Holman Jenkins writes in the Wall Street Journal, ObamaCare- Upheld and Doomed, 6/29/12

Excerpt:

The solution is a tweak. Republicans already are lip-committed to a national health-insurance charter that allows insurers to design their own policies and market them across state lines. Republicans are also lip-committed to a tax reform to equalize the tax treatment of health care whether purchased by individuals or by employers on behalf of individuals.

Now just modify the Affordable Care Act so buying any health policy authorized by the new charter, no matter how minimalist, satisfies the employer and individual mandate.

What would follow is a boom in low-cost, high-deductible plans that leave individuals in charge of managing most their ordinary health-care costs out of pocket. Because it would be cheap, millions who would opt not to buy coverage will buy coverage. Because it will be cheap, companies will direct their low-wage and entry-level employees to this coverage.

Now these workers will be covered for serious illness or injury, getting the rest of us off the hook. As they grow older, wealthier and start families, they will choose more extensive but still rationally limited coverage. Meanwhile, the giant subsidies ObamaCare would dish out to help the middle class afford ObamaCare’s gold-plated mandatory coverage would be unneeded.

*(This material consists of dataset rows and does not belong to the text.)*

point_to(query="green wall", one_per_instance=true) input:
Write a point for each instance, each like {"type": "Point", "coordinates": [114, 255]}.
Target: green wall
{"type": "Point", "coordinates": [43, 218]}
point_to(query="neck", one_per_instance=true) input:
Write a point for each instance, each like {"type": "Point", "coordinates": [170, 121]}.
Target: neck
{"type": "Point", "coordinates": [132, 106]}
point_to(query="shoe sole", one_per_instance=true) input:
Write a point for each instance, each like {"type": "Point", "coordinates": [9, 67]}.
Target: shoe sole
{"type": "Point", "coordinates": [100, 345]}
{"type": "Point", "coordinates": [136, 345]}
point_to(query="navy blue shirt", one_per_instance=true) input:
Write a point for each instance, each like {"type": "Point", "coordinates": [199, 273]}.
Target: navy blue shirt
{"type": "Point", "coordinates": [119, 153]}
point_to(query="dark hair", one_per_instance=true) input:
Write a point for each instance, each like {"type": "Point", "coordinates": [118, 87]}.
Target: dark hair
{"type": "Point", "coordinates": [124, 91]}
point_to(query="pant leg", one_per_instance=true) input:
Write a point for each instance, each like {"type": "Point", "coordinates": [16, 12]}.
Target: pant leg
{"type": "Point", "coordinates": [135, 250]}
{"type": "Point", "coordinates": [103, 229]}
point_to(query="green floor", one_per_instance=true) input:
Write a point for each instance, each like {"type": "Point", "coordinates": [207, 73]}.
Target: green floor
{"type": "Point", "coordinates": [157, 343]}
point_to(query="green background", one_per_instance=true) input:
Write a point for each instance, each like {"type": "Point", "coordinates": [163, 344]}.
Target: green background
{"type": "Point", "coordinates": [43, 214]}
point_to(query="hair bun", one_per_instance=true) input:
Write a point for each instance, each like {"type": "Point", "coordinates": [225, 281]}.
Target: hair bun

With consumers shouldering a bigger share of health expenses directly, hospital and doctors would discover the advantages of competing on price and quality. This way lies salvation. In the long run, whatever share of GDP society decides to allocate to health care, it will get its money’s worth—the fundamental problem today.

HKO comments:

In other words:

1. Allow insurance companies to compete (across state lines).

2. Remove the tax disincentives that distorts insurance creating incentives to cover non catastrophic events.

3. Allow consumers to buy the insurance they actually want (kill the mandated  overages).

That would eliminate about 2,999 pages of a 3,000 page bill.

I think it is a bit of a stretch to think this bill can be modified to fill these wishes.  Modifying this bill to reflect true free market choices would be like modifying a Ferrari to get the gas mileage of a Prius.  I am not saying it can’t be done but nobody would want the final product.  You would either have a shitty Ferrari or a a grossly overpriced Prius.  It would be far cheaper just to buy the Prius.